I have the urge to writes songs right now, but I don't know what about. Just to write songs. I get like a single line, but i don't know whether to make a chorus out of it or a verse, then i don't know what else to surround it with. I just get one line, or phrase.
I'm really tired, and yet i'm procrastinating the crazy workload that i have ahead of me. What else is new? I don't even know quite how big. I guess i'll find out.
I bragged today, i don't like it when i brag. I reflect later and think, wow i probably sounded like a big douche. Probably. I don't like bragging. It's kinda like my interrupting problem, i know i do it, but i haven't figured out how to stop it before it comes out of my mouth. It's bad, and when i interrupt, i usually am too afraid to say sorry, for some weird reason.
I'm trying to get all my creativity and thought out now, so as to clear the ADD from my brain leaving room for the academic mumbo-jumbo to flow.
I feel like from now until monday at about 3 pm i am going to be absolutely beat! I do get SOME recreation this weekend, but even that feels like it will be squished.
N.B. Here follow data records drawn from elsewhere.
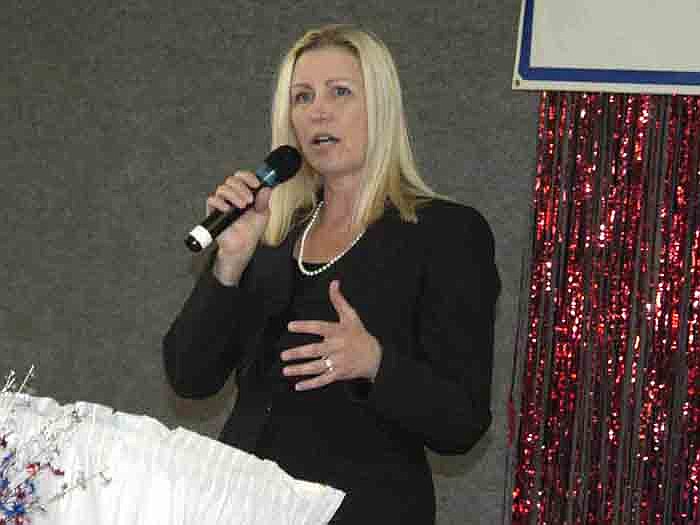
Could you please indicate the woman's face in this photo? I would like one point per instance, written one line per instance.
(329, 111)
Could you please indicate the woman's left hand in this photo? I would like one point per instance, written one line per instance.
(347, 351)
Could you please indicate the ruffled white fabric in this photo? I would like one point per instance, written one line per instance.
(160, 476)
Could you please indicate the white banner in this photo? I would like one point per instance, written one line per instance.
(631, 46)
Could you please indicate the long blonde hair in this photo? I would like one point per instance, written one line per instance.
(391, 172)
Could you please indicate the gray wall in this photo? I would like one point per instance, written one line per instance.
(117, 118)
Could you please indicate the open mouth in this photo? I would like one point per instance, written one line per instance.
(319, 140)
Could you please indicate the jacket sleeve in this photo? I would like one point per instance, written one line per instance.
(442, 391)
(206, 340)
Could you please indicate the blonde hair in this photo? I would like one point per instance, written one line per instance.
(391, 172)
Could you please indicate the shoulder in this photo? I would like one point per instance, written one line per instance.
(440, 219)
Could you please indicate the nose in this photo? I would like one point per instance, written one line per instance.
(321, 109)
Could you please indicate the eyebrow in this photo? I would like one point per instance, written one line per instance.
(327, 82)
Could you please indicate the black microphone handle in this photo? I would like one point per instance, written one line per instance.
(216, 222)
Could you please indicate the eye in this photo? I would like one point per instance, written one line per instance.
(302, 97)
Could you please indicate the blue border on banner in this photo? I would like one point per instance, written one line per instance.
(608, 76)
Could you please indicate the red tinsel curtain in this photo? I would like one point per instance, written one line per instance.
(605, 423)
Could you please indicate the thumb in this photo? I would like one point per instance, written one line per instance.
(262, 200)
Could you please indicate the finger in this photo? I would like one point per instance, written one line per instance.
(262, 201)
(321, 328)
(316, 382)
(304, 352)
(248, 177)
(236, 193)
(341, 305)
(315, 367)
(214, 202)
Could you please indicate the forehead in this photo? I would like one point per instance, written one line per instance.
(326, 63)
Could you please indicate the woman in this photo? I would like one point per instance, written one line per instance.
(355, 305)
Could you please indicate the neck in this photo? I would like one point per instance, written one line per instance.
(339, 206)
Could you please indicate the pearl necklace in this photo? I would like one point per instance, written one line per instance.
(330, 263)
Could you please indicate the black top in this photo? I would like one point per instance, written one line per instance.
(426, 291)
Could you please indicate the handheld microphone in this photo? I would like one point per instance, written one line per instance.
(280, 165)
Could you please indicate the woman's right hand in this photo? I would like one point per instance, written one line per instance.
(238, 242)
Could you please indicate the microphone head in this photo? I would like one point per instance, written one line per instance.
(282, 164)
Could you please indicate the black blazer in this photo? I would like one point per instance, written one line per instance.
(425, 290)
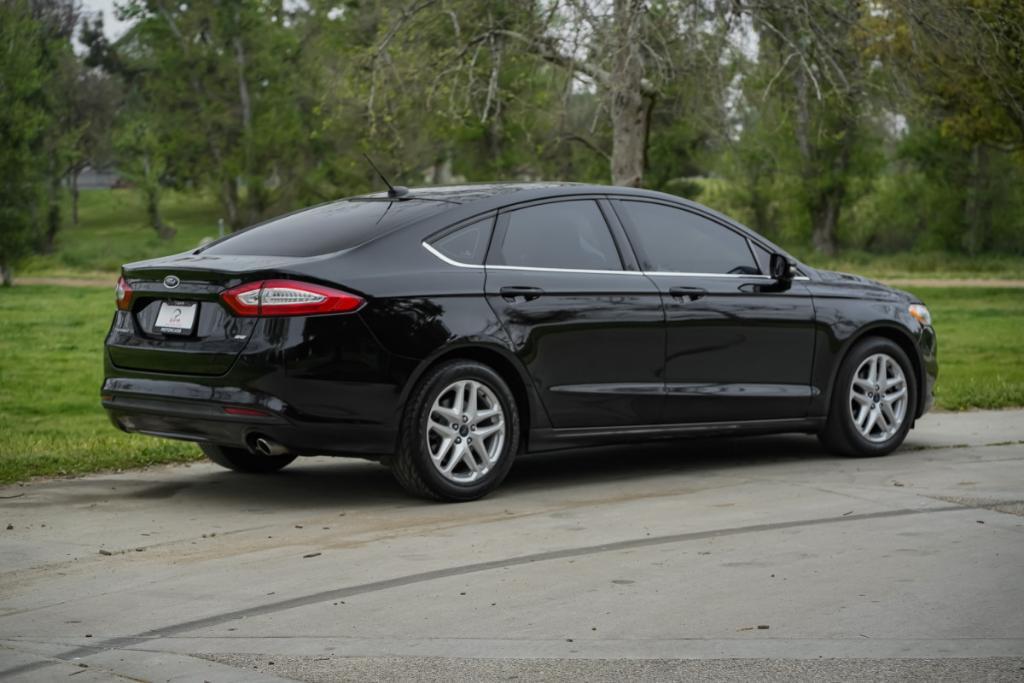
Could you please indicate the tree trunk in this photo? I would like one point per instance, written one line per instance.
(629, 105)
(164, 231)
(74, 196)
(229, 198)
(151, 187)
(824, 218)
(976, 206)
(52, 212)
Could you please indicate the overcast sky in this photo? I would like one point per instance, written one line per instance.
(112, 27)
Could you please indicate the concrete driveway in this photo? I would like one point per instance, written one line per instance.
(722, 559)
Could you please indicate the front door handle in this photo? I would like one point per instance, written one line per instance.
(687, 293)
(527, 293)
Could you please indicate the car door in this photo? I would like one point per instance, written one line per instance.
(738, 345)
(586, 324)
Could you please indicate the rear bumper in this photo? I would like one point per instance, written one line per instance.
(322, 385)
(205, 421)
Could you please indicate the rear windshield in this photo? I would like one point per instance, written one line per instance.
(325, 228)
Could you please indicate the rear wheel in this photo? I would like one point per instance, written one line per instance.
(872, 401)
(459, 435)
(242, 460)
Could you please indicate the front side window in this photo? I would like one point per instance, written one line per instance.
(677, 241)
(562, 235)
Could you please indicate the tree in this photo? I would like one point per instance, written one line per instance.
(25, 120)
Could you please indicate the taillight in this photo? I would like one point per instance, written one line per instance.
(287, 297)
(122, 294)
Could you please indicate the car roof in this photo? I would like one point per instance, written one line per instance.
(475, 199)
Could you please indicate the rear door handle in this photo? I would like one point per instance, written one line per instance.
(527, 293)
(687, 293)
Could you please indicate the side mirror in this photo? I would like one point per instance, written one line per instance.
(780, 268)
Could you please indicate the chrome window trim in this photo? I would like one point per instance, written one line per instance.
(460, 264)
(450, 261)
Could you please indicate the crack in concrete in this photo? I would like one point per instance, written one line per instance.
(476, 567)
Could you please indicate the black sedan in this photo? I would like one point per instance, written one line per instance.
(444, 330)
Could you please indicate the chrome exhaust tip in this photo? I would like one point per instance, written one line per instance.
(265, 446)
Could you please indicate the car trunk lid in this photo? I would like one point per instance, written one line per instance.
(176, 322)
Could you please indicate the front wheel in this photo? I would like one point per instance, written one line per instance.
(872, 401)
(460, 433)
(241, 460)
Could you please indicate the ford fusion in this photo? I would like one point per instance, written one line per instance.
(443, 331)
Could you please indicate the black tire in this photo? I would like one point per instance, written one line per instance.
(841, 434)
(242, 460)
(412, 464)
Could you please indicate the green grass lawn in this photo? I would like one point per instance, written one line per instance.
(981, 355)
(50, 372)
(939, 265)
(113, 230)
(51, 368)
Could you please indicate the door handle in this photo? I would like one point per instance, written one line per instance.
(687, 293)
(527, 293)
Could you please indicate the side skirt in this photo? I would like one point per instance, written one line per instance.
(553, 439)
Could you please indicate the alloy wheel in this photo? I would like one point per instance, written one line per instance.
(465, 432)
(879, 397)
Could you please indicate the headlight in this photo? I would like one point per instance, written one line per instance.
(920, 312)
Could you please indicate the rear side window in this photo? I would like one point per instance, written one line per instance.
(467, 245)
(676, 241)
(562, 235)
(324, 229)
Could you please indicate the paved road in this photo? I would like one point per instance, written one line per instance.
(724, 559)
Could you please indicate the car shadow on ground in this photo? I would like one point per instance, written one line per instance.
(346, 483)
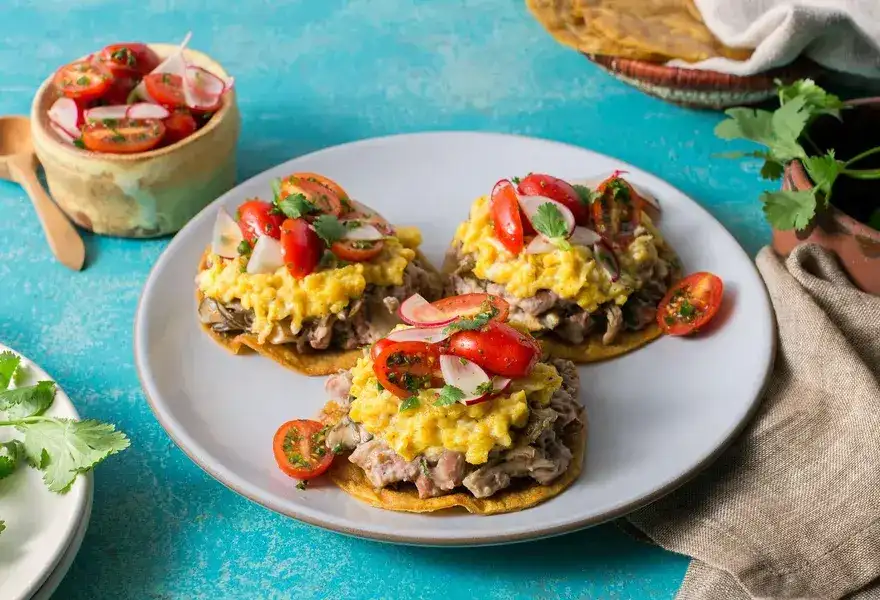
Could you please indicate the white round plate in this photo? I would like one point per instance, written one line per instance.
(40, 525)
(657, 415)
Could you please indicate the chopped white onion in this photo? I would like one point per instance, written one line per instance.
(227, 235)
(266, 256)
(429, 335)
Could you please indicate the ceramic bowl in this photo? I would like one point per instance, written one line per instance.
(142, 195)
(697, 88)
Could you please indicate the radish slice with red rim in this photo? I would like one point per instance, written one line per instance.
(364, 232)
(531, 204)
(147, 110)
(429, 335)
(465, 375)
(62, 133)
(415, 310)
(66, 114)
(605, 256)
(227, 235)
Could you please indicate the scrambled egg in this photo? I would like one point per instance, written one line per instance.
(474, 430)
(572, 274)
(276, 296)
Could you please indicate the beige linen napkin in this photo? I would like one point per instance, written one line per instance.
(792, 508)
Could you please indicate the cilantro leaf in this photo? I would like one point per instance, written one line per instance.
(585, 194)
(789, 209)
(817, 100)
(10, 453)
(549, 222)
(9, 362)
(295, 206)
(28, 401)
(449, 394)
(63, 448)
(329, 228)
(409, 403)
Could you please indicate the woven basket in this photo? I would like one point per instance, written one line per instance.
(702, 89)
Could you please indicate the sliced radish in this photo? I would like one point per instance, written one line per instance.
(175, 64)
(465, 375)
(499, 384)
(227, 235)
(66, 114)
(584, 237)
(365, 232)
(605, 256)
(99, 113)
(147, 110)
(530, 205)
(415, 310)
(430, 335)
(62, 133)
(266, 256)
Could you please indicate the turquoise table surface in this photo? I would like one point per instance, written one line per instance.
(311, 74)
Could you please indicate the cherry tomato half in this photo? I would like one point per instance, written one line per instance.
(83, 80)
(404, 368)
(617, 210)
(129, 58)
(467, 305)
(506, 216)
(165, 89)
(499, 349)
(256, 218)
(536, 184)
(300, 449)
(181, 124)
(690, 304)
(301, 247)
(122, 136)
(357, 250)
(325, 199)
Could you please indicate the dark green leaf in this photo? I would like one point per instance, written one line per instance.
(787, 210)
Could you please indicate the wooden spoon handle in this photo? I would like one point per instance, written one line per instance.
(63, 238)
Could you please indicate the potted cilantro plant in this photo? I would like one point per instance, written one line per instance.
(827, 154)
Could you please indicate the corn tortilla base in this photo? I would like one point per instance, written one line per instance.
(351, 479)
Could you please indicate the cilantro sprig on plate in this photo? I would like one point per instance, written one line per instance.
(783, 134)
(60, 448)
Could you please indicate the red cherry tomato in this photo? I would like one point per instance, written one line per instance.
(404, 368)
(690, 304)
(506, 217)
(536, 184)
(467, 305)
(617, 209)
(122, 136)
(129, 58)
(83, 80)
(300, 449)
(499, 349)
(357, 250)
(324, 198)
(179, 125)
(301, 247)
(165, 89)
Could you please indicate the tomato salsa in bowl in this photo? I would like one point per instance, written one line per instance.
(129, 163)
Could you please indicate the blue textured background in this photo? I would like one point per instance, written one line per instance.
(310, 74)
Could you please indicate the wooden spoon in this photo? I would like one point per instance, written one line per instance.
(19, 164)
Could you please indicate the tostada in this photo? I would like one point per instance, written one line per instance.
(455, 409)
(308, 278)
(583, 267)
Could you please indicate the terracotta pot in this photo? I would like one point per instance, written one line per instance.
(696, 88)
(143, 195)
(856, 245)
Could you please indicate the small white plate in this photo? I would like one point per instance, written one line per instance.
(657, 415)
(40, 525)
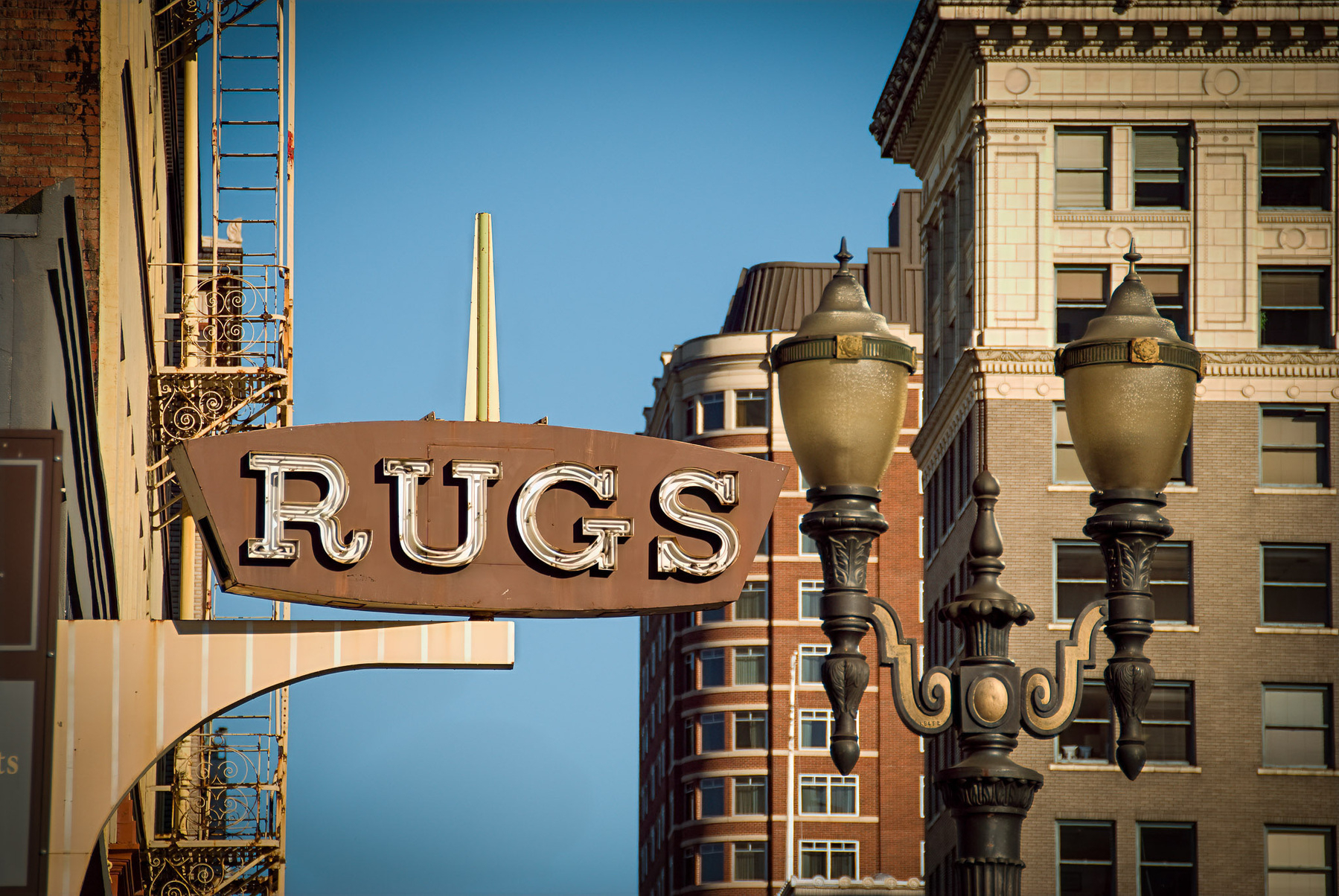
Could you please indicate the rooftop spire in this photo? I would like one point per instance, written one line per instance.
(844, 257)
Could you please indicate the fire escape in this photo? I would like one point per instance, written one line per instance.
(214, 805)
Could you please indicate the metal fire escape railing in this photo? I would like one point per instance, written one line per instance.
(214, 805)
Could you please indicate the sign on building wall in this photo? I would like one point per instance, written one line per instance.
(30, 583)
(441, 516)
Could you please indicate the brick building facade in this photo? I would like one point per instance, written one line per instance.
(1050, 137)
(725, 802)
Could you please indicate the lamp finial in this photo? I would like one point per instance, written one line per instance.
(1132, 256)
(843, 256)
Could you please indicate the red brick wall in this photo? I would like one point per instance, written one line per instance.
(50, 106)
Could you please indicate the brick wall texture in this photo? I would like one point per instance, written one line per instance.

See, i have my lease favorite thing about French class on monday. And i can't seem to get out of my head (hence, i'm trying to by writing this) about it. So i'm already fearing it, when it's 3 days away. I just forgot everything. It all fled my brain in a giant hurry after this past spring semester. POOF! Gone. I usually tend to overract about these though, which is me not being able to get out of my head.
I should quit now. Writing that is. I'm scared...here goes!